Initiales B.B. - La Dernière Heure (05 avril 2003)

Bientôt papa d'un enfant mis au monde par Chiara Mastroianni, Benjamin Biolay accouche de son nouvel opus

BRUXELLES A la sortie de son premier album, Rose Kennedy, en juin 2001, Benjamin Biolay nous avait avoué qu'il avait dû attendre d'être fin saoul pour oser écouter son disque en entier et «d'apprécier enfin la voix qui chantait dessus».

Deux ans plus tard, au moment où son nouveau CD, Negatif, atterrit dans les bacs, ce beau mec au look nouvelle vague est toujours un artiste en proie aux doutes. Mais l'homme, lui, respire la confiance.

«Mon disque est terminé. Il ne m'appartient plus. Je ne vais pas m'en faire. Il y a des choses bien plus primordiales dans la vie. Je vais être papa dans quelques jours. La musique reste importante car elle a toujours fait partie de ma vie mais j'ai la tête ailleurs. Quelque part, c'est beaucoup mieux. Même si j'ai confiance en mon nouvel album, Negatif, je sais qu'on ne va pas
me rater. Rose Kennedy a bien été accueilli par les critiques. Il s'est bien vendu et j'ai été récompensé d'une Victoire de la Musique. Connaissant la mentalité du milieu, je m'attends à ce qu'on me tombe dessus. Je m'y suis préparé.»

Benjamin Biolay a tout pour lui. Et donc tout pour déplaire... A trente ans, ce natif de Villefranche-sur-Saône affiche déjà un beau palmarès. En tant que chanteur, Negatif est son deuxième album, après Rose Kennedy, disque concept autour du clan Kennedy, traversé de violons et d'arrangements subtils qu'on n'avait plus entendus sur un disque français depuis le Melody
Nelson de Serge Gainsbourg. Il est aussi coresponsable du Jardin d'hiver d'Henri Salvador, avec Keren Ann. Une Keren Ann dont il a réalisé les deux albums solo. Biolay a mis aussi ses talents d'arrangeurs au service des autres, tous gens et genres confondus. Il est ainsi crédité sur le nouvel opus du duo Les Nubians. On le retrouve à la production sur quatre titres du prochain Eicher ainsi que sur le nouveau CD de Juliette Greco.
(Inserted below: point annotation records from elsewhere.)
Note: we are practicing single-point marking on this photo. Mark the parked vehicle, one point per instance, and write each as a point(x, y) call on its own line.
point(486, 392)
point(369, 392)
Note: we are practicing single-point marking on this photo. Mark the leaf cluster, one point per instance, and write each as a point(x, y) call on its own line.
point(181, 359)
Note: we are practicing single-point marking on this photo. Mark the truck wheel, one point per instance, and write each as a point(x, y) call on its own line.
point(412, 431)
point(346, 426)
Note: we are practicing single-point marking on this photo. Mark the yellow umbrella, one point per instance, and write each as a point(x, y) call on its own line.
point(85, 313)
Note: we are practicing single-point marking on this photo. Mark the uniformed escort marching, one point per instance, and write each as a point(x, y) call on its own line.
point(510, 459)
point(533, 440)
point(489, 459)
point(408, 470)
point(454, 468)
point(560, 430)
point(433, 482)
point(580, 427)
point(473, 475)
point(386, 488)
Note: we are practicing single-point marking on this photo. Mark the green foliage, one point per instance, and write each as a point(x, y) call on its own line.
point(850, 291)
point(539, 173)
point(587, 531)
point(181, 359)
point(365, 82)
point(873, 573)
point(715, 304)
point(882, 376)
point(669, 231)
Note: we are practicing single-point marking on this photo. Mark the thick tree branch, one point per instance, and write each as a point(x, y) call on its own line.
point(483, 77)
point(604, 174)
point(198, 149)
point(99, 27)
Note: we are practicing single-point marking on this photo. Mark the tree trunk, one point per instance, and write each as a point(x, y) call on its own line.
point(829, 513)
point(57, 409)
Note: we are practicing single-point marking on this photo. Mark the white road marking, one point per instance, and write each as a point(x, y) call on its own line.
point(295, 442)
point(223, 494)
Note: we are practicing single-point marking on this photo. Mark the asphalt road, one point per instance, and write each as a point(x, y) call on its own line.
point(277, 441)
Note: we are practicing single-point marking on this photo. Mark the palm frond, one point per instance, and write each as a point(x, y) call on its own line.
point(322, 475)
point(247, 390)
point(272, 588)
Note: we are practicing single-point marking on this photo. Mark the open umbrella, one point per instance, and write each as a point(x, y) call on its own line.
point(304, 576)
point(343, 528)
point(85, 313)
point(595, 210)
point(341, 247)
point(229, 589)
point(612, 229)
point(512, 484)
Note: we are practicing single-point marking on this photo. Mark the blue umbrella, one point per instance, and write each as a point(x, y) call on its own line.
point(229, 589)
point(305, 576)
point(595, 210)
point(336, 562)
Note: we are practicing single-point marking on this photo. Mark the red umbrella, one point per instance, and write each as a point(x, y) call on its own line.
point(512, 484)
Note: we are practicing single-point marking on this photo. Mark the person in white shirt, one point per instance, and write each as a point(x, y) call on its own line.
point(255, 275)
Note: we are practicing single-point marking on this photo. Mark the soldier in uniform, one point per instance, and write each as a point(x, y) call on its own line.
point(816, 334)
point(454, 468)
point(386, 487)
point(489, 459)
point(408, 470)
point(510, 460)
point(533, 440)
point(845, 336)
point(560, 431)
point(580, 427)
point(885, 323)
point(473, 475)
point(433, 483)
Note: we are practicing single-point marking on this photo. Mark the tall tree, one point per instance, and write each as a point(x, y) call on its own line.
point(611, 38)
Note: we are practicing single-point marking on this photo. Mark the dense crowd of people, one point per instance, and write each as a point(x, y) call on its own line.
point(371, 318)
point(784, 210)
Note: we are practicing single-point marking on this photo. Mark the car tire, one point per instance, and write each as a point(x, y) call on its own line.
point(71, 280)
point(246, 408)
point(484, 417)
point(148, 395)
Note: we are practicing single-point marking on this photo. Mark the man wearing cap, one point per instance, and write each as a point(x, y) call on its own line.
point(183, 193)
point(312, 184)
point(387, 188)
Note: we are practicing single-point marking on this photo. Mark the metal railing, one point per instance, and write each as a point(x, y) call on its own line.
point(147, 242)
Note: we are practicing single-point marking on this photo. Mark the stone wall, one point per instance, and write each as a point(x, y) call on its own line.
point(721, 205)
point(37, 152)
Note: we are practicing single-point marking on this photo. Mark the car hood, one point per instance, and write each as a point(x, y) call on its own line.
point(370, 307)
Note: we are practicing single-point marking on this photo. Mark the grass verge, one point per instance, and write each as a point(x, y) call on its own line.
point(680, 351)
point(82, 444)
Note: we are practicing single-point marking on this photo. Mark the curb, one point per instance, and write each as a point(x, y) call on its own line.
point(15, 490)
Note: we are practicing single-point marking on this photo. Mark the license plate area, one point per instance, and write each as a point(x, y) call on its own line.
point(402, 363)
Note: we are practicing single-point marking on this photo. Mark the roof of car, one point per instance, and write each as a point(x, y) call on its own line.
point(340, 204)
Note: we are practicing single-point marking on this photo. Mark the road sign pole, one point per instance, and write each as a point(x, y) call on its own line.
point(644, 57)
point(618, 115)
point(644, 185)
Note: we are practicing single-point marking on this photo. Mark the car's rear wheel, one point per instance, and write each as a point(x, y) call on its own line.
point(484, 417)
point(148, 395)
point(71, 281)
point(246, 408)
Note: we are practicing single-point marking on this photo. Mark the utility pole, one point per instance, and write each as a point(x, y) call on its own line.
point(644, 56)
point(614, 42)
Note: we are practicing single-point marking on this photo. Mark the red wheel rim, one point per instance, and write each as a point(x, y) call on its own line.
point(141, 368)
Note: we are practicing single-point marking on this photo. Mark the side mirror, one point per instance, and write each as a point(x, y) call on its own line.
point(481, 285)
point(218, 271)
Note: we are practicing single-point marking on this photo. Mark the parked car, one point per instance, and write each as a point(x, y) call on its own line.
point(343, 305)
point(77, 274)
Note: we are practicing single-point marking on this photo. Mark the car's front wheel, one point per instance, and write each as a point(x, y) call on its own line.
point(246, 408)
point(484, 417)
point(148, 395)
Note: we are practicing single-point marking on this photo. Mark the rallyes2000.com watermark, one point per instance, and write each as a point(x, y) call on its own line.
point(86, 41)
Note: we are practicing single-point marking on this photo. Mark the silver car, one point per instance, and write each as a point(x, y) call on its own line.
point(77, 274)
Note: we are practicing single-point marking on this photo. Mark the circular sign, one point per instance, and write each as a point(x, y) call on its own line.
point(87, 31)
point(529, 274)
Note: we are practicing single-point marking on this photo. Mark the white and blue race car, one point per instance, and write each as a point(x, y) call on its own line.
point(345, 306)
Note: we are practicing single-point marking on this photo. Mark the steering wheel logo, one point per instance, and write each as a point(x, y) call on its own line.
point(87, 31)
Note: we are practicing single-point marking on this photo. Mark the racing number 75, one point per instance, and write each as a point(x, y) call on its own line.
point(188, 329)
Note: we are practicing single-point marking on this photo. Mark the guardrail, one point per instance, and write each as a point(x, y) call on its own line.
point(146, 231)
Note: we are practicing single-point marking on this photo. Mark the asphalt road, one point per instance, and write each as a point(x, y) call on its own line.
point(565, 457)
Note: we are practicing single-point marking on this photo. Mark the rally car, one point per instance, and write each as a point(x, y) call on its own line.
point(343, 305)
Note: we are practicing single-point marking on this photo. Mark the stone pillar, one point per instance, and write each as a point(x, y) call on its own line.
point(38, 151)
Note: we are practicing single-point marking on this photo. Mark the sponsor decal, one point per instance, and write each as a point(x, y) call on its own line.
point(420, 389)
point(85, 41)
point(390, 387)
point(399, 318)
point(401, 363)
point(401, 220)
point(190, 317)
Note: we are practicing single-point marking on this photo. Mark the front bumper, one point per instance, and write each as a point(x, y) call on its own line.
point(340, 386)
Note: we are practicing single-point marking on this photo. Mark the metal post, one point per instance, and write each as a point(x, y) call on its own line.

Enfin, on ajoutera que le gaillard est aussi l'heureux époux de Chiara Mastroianni qui prête sa voix sur plusieurs morceaux de Negatif. «J'ai dû la convaincre. Ce ne fut pas facile. Nous avons enregistré l'album à Bruxelles, aux studios ICP. Chiara est la première personne qui entend mes morceaux. Quand elle trouve que c'est nul, j'enrage mais je tiens compte de son avis. En chantant sur Billy Bob a raison, premier titre de l'album, elle s'est aperçue qu'il s'agissait d'un travail d'interprétation quasi similaire à son métier d'actrice. Il a fallu encore la persuader de garder sa voix sur le mixage final.»


Autant Rose Kennedy était imprégné de romantisme (les violons), d'influences françaises (Gainsbourg) et d'un fil rouge (Kennedy), autant Négatif part dans plusieurs directions. «Je dirais que c'est un album un peu country, mais dans le sens bucolique du terme. Le premier disque que j'ai usé sur ma platine était le double blanc des Beatles. Il contenait beaucoup de chansons calmes, quelque peu country. Ça m'a influencé. Par rapport à Rose Kennedy, il y a moins de violons. J'avais peut-être trop abusé des cordes à l'époque. Ça finissait par faire cliché. J'ai remarqué que les gens ne retiennent que
les clichés. Quand on parle de moi, c'est le gars en costard qui utilise beaucoup de violons. Le costard-cravate, je trouve ça classe. Quand tu portes un costard, tu fais gaffe. Ça implique plein de choses. Même en studio, j'aime être bien habillé. L'autre jour, je suis arrivé en costard à l'ICP et tous les musiciens étaient en short. Il y a eu comme un malaise.»

Riche de 13 chansons et d'un instrumental (Exsangue), Negatif est un CD aux couleurs chaudes, aux climats sereins, truffés d'arrangements subtils quand le besoin s'en fait ressentir mais aussi habité de simples et belles ballades acoustiques dépouillées, à l'image de la plage d'ouverture ou Des lendemains qui chantent.